Intro | Background 2 | Breathe 2 | Manchester | Propositions 2 3 4 | References | Results 2 | Inquiries | Notes
Points of Reference: Modesty
During the residency, I learned about these three artists, whose modest works I've returned to time and again.
Dave Sherry
David Sherry, Auctioning a forged pound ‘Captain Hyde’ 2008 during a talk at ECA. Source: Dave-Sherry.com
Glasgow-based artist Dave Sherry is a performance artist whose gestures may be read simply as odd behavior. In one work, he stands in a gallery for the duration of a preview with a lampshade on his head. For a video, he cut out pictures of eyes, and pasted them onto his eyelids, and titled the work Seeing Through Tom Cruise’s Eyes. While these works may seem like conceptual one-liners, Sherry is an articulate artist rigorously contextualizes his practice with an interest in chance, procedures and a “compulsion to be yourself.”15 He cites his influences, including David Hammons, Martin Creed, Bruce Nauman and Martin Kippenberger. According to Sherry, he is happy if his works prompt a response as modest as simple curiosity: “Oh, look at that. What’s going on over there?”16
Chu Yun
Chu Yun, Unspeakable Happiness (No.2), 2003, Installation, “The Fifth System: Public Art in the Age of Post-Planning,” The 5th Shenzhen International Public Art Exhibition, Shenzhen, China. Source: ChuYun.net
Chu Yun's works are so slim as to verge on invisibility. As Philip Tinari wrote in Artforum (March 2009), there’s
something subversive … about works that were barely works.”

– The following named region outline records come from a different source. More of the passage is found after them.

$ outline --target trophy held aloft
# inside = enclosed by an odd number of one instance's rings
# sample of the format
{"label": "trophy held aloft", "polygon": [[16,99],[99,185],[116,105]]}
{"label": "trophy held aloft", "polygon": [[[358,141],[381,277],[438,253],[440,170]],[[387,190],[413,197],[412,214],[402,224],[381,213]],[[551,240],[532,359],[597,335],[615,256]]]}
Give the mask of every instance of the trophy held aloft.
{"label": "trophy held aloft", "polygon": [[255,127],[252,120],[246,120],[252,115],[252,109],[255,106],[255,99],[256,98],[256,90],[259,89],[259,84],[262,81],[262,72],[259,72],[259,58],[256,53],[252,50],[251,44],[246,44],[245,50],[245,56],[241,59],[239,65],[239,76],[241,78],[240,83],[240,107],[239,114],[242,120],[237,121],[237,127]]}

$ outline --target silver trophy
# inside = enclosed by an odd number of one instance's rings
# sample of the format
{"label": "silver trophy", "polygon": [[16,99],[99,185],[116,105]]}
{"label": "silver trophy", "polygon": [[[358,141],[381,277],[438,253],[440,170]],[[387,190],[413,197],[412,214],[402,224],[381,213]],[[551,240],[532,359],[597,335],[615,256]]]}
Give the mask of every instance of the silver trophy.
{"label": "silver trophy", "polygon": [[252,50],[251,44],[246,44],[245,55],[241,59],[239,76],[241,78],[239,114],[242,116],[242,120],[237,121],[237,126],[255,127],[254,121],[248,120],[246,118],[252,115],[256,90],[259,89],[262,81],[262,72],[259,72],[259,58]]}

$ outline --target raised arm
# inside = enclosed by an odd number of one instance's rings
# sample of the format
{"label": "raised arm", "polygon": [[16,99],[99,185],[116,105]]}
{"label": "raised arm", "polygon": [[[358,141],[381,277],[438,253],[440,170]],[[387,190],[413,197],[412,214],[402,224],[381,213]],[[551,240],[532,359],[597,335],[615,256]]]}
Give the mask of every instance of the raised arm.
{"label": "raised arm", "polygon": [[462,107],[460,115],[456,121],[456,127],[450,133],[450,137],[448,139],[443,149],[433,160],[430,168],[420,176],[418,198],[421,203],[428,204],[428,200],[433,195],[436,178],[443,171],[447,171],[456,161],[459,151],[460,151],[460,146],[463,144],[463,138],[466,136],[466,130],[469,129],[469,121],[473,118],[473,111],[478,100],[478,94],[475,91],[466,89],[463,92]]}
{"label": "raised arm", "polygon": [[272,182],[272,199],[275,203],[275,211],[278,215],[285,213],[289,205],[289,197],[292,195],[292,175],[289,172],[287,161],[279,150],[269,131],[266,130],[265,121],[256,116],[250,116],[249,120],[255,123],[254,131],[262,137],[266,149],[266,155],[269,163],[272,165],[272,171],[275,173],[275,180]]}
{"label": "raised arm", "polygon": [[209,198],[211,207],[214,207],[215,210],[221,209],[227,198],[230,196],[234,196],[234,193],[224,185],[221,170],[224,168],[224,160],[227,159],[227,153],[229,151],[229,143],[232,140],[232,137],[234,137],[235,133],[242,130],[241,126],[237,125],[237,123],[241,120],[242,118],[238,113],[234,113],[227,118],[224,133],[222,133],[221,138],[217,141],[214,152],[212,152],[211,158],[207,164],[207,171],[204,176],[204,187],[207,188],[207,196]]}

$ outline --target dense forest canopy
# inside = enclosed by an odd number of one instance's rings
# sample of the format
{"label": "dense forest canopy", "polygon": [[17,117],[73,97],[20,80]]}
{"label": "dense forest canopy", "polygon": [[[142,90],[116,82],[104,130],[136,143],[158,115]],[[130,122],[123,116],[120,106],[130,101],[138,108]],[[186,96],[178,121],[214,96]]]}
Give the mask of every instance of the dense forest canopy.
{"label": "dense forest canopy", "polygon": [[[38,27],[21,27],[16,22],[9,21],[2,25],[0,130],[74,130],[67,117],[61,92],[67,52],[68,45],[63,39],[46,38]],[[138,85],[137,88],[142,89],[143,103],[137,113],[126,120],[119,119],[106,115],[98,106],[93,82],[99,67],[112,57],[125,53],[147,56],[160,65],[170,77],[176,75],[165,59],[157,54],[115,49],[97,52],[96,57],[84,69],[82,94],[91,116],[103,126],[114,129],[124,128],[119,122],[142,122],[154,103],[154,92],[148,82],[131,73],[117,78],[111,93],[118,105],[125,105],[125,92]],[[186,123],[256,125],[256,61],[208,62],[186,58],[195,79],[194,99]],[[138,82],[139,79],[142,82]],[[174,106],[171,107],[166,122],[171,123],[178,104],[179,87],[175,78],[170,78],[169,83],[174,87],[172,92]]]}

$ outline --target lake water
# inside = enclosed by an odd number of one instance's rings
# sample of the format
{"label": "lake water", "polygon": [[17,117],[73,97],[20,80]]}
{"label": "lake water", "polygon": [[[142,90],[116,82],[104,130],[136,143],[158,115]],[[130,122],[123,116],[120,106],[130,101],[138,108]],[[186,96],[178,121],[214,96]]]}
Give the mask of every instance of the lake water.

For example, in Unspeakable Happiness II (2003), Chu Yun reveals the
uncanny power of blank flags to elicit an affective response from viewers, whether through their banal beauty or through the feigned promise of new avenues of consumption. Empty signifiers, they announce without announcing anything in particular.
Ceal Floyer
Ceal Floyer, Helix, 2003, helix template and objects, 17 x 20 x 12.5 cm. Source: LissonGallery.com
Ceal Floyer makes work of extreme reduction. Floyer’s art is “a mixture of Duchampian word play, absurdity, illusion and linguistic pendantry.” In Helix (2003), she placed various bits and bobs in a plastic template; each object fit their respective apertures with baffling exactness. In Ink on Paper (1999), she “drew” a circle of ink by holding a felt-tip marker on the surface of the paper until the marker bleed through the paper and went completely dry. Floyer’s practice is a very tightly controlled reductionism whose end products frustrate the viewer's expectations of grand feats.
notes
15. Dave Sherry lecture, Tuesday Talks series, Whitworth Gallery. 3 March 2009.
16. Ibid.
17. Jessica Lack, "Ceal Floyer: Genuine Reductionist,” Art World Magazine, Feb./Mar. 2009) 132.